My courses at the business school taught me how to use computers and statistics. With those tools, and my interest in administration, it seemed natural to get involved in law school student government and to look into the way in which the law school was run.

I started with my own situation. Here I was, in a law school that got 6,000 applications each year, but actually enrolled only 300 of those students. I wondered what had made me and my classmates so worthy in the eyes of the admissions people. Were we really so special? And were we going to be able to live up to their faith in us?

The GPA and the LSAT

I had assumed that the law school admissions people must have tons of data printouts and statistical reports, not to mention studies from all kinds of behavioral experts. I was sure they had lots of tricky ways to analyze the things we put on our applications from perspectives that we would never have imagined. After all, I knew that if Columbia Law School wanted to keep on producing top-quality attorneys, it would have to start by selecting the very best applicants.

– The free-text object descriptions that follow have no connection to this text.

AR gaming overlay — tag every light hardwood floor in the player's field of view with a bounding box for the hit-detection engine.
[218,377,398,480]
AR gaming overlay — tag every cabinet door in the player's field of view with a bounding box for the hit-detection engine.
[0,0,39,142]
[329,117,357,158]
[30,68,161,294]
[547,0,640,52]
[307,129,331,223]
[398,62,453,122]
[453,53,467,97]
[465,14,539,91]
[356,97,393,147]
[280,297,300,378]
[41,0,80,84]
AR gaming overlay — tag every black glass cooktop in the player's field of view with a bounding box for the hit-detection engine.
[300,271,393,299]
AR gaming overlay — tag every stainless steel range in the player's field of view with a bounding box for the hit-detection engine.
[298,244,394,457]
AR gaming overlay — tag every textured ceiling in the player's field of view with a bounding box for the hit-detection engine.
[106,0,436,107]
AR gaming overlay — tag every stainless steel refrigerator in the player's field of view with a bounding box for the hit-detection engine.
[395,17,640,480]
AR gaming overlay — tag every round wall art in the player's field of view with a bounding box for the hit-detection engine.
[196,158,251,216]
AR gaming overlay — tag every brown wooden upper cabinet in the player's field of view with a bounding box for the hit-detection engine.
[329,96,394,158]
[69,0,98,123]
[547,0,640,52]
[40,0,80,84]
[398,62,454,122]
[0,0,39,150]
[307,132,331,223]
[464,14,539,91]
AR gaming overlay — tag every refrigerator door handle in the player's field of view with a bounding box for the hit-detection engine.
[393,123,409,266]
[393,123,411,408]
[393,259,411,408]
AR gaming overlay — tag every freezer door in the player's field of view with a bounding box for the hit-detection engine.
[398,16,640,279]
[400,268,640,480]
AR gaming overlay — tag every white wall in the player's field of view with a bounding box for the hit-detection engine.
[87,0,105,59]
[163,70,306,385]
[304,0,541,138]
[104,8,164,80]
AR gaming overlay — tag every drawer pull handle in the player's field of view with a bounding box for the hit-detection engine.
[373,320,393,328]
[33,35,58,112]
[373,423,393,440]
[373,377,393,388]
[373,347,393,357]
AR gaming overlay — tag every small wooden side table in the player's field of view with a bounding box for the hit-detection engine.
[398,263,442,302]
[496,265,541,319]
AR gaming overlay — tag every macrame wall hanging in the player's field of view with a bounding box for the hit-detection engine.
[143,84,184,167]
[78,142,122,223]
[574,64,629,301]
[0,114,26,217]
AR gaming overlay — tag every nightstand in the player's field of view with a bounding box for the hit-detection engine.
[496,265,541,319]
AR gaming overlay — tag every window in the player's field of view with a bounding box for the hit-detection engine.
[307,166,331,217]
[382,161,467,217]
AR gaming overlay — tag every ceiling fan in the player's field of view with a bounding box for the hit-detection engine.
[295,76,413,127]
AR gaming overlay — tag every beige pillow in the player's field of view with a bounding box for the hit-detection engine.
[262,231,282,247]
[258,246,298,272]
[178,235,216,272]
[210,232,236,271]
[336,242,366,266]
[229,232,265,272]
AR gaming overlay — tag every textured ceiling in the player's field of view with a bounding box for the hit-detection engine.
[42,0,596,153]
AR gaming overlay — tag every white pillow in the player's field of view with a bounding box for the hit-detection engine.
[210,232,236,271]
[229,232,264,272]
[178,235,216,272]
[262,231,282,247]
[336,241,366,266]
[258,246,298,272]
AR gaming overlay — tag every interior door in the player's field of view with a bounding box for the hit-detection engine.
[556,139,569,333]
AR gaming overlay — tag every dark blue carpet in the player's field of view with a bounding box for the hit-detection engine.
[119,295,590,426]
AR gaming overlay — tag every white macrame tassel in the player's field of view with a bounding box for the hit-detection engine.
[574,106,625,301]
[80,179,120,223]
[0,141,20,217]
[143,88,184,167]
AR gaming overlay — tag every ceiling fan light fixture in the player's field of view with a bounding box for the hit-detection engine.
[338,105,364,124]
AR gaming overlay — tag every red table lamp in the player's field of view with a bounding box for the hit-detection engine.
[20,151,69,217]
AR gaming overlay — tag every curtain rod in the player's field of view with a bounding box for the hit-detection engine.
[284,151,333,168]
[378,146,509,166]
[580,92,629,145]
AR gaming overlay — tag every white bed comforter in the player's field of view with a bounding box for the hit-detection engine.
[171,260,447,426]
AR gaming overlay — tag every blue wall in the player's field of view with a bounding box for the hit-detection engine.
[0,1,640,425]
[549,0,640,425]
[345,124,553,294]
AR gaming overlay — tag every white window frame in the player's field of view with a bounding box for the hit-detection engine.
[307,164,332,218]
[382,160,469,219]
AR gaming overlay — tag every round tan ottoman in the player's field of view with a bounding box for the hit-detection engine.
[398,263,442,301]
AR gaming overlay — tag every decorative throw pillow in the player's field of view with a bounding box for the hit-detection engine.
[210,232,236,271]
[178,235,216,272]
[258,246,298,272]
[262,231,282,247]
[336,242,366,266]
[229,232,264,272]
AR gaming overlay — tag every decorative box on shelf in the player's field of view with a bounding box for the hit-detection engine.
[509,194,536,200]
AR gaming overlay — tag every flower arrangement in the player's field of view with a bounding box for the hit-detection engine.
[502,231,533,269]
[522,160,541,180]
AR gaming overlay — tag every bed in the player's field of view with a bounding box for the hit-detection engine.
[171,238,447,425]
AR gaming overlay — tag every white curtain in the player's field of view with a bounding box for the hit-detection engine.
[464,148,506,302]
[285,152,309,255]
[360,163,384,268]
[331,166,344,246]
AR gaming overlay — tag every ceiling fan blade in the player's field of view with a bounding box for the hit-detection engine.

I took this assumption, along with my business-school numbers-and-computers attitude, to the dean of admissions at the law school. I was very surprised to learn how simple the Columbia approach really was. There were no advanced computer programs and statistical analyses. Instead, the admissions people relied very heavily upon our scores on the LSAT and our GPA's, glancing briefly at other things from our applications.

I hadn't wanted to believe that, even though everyone had told me that this was how it worked. But there it was. And Columbia probably wasn't alone in that. For example, Harvard has been accused of rejecting several thousand applicants each year on the basis of those numbers alone, without even glancing at anything else in their applications.31!

If you don't think about it too much, it seems sensible to concentrate heavily on LSAT and GPA numbers. You want your law students to be people who get good grades, because law school requires a lot of studying. And you want those who can show their smarts on a test like the LSAT.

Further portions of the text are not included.